E’ un fenomeno da indagare, un “qualcosa” di significativo, che merita di essere sostenuto, aiutato: la rivolta di donne che prendono consapevolezza di una realtà in cui sono ingabbiate, costrette a subire e patire. Donne che dicono basta alle feroci logiche cui le si vorrebbe inesorabilmente condannare di madri, sorelle, mogli, figlie di delinquenti affiliati alle ‘ndrine della ‘ndrangheta calabrese. Donne che si ribellano, fuggono dai paesi della Calabria, “emigrano”, cambiano identità, rompono con un passato, un presente e un futuro fatto di violenza, sangue e sopraffazione; vogliono vivere una vita “normale”.
E’ una nuova forma di “resistenza”: donne che rifiutano famiglie (intese come nuclei di consanguinei, e intese come cosca) malavitose. E può essere un inizio di slavina, un lento processo di maturazione e consapevole, con esiti imprevedibili.

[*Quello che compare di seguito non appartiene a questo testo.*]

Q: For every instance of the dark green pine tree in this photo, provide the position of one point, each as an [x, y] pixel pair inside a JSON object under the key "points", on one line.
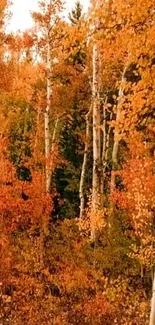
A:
{"points": [[67, 178]]}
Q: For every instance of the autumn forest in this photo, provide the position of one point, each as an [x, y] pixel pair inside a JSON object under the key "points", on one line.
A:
{"points": [[77, 172]]}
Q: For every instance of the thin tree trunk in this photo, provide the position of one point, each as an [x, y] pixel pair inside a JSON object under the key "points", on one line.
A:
{"points": [[117, 134], [96, 138], [46, 116], [84, 167], [152, 314], [96, 181], [103, 145]]}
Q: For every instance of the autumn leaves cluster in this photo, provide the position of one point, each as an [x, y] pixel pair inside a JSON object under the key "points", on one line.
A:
{"points": [[77, 190]]}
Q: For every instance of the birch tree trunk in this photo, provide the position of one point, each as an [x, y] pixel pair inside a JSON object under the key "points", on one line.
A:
{"points": [[117, 134], [84, 167], [152, 314], [46, 117], [96, 137]]}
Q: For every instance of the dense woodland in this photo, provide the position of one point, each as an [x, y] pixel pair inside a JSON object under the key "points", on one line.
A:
{"points": [[77, 173]]}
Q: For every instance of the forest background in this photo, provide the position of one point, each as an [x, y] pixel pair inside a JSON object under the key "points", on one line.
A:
{"points": [[77, 178]]}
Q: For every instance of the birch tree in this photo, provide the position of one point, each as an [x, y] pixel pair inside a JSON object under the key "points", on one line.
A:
{"points": [[96, 125], [47, 18], [152, 314]]}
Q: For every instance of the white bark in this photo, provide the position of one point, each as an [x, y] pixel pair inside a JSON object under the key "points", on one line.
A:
{"points": [[152, 314], [84, 167], [117, 133], [46, 117], [96, 131]]}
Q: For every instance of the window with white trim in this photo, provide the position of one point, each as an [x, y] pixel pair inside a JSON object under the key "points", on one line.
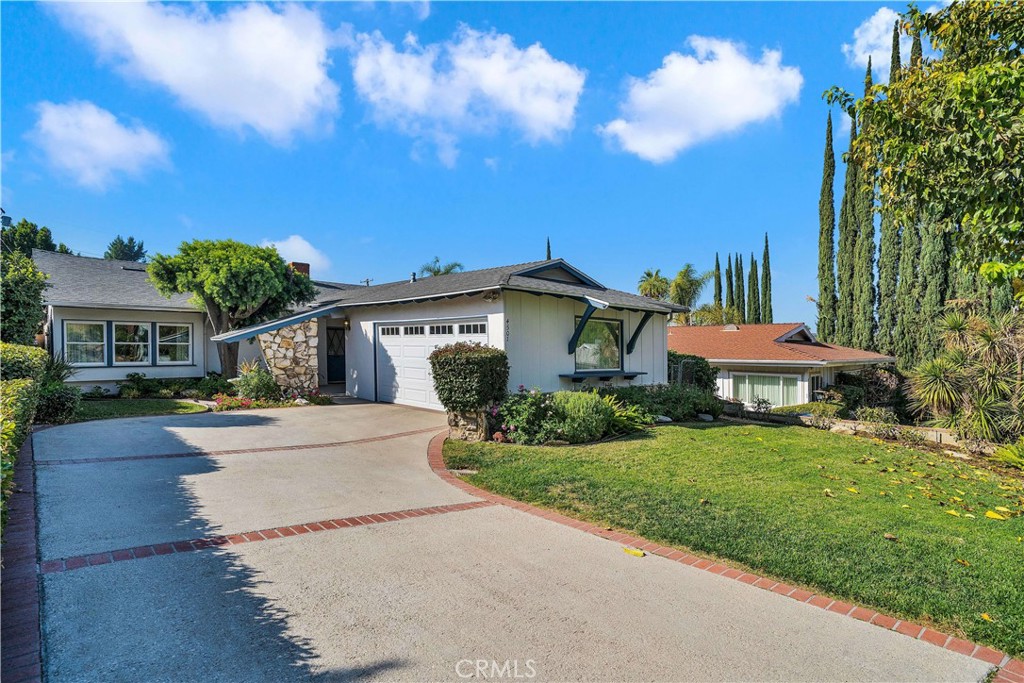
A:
{"points": [[173, 344], [779, 389], [85, 343], [131, 343]]}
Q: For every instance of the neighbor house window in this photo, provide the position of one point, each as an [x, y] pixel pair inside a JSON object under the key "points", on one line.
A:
{"points": [[600, 345], [131, 343], [85, 343], [778, 389], [173, 344]]}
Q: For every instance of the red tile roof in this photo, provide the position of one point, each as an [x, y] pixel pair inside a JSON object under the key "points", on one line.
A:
{"points": [[781, 342]]}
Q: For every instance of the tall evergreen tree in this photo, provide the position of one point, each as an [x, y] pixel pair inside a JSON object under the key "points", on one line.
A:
{"points": [[826, 243], [863, 279], [737, 266], [889, 253], [904, 337], [848, 227], [934, 278], [718, 282], [753, 295], [730, 299], [766, 313]]}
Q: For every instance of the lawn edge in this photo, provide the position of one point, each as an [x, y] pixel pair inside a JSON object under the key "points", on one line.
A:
{"points": [[1008, 670]]}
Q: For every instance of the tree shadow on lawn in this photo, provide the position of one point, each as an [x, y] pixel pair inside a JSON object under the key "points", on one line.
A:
{"points": [[194, 615]]}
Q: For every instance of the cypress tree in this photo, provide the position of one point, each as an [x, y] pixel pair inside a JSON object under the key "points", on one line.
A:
{"points": [[904, 338], [933, 278], [845, 256], [730, 300], [766, 314], [737, 268], [826, 244], [718, 282], [753, 295], [863, 280], [889, 253]]}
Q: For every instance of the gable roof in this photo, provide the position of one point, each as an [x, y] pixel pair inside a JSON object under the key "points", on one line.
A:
{"points": [[85, 282], [778, 343]]}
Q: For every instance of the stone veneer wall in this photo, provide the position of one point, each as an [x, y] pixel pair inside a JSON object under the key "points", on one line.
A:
{"points": [[291, 355]]}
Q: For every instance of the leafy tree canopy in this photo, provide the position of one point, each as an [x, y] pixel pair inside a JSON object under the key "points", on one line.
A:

Un apposito protocollo d’intesa è già stato sottoscritto tra varie organizzazioni e istituzioni: Procura nazionale antimafia, l’associazione Libera contro le mafie, il dipartimento pari opportunità della Presidenza del Consiglio, il Tribunale per i minorenni, la Procura per i minori e la Procura distrettuale di Reggio Calabria… E sono una decina le donne calabresi che hanno fatto il “salto”.
”Ognuna ha una storia diversa”, spiega Vincenza Rando, avvocato di “Libera”, “Ma tutte hanno impugnato la sola arma a loro disposizione, quella della ribellione”.
Non sono considerate collaboratori di giustizia o testimoni. Tecnicamente c’è un vuoto legislativo. Per loro dunque non c’è una specifica misura di protezione o un beneficio premiale. Tutta da costruire la “cornice” che possa assicurare loro una nuova vita. Per forze di cose deve essere un lavoro paziente, discreto, riservato, capace di essere insieme concreto e con soluzioni “aperte” e fantasiose: aiuto concreto, dal punto di vista economico; riservatezza, anzi: segretezza, per evitare che le “fuggite” possano un giorno essere vittime di vendette e ritorsioni; o anche di “punizioni” esemplari che siano di “insegnamento” per altre donne tentate di seguire l’esempio.
E’ una storia comune a tante: “colpevoli” di avere un determinato cognome, di essere nate e cresciute in particolari ambienti, vogliono affrancarsi da una realtà e da un mondo fatto di terrore, morte e morti, faide interminabili, vendette, lupare bianche che colpiscono tutti indistintamente, al di là dell’età e del sesso.
Ognuna di queste donne ha trovato il coraggio di contattare segretamente un carabiniere, un poliziotto, un magistrato; ha pazientemente atteso che venisse “costruita” una rete protettiva in realtà e località completamente diverse da quelle conosciute; e una mattina come tante, si è dileguata, senza lasciare traccia: semplicemente “evaporata”. Ora vivono disseminati in qualche paese o città del nord, nessuno sa niente di loro; e loro, anche con l’aiuto di assistenti e psicologi, si stanno lentamente ricostruendo una nuova vita.
Un percorso lungo, irto di ostacoli e difficoltà; i cui frutti sono, per forza di cose, di lenta maturazione. Ma questa è una delle possibili strade da percorrere, se si vuole sperare, un giorno, di sconfiggere e non solo contrastare la delinquenza mafiosa che come una enorme ragnatela non opprime solo Sicilia, Calabria, Campania, ma un po’ tutto il paese. Un ministro dell’Interno degno di questo nome a fenomeni come le donne di mafia “fuggite” dovrebbe prestare la massima attenzione, e agire di conseguenza.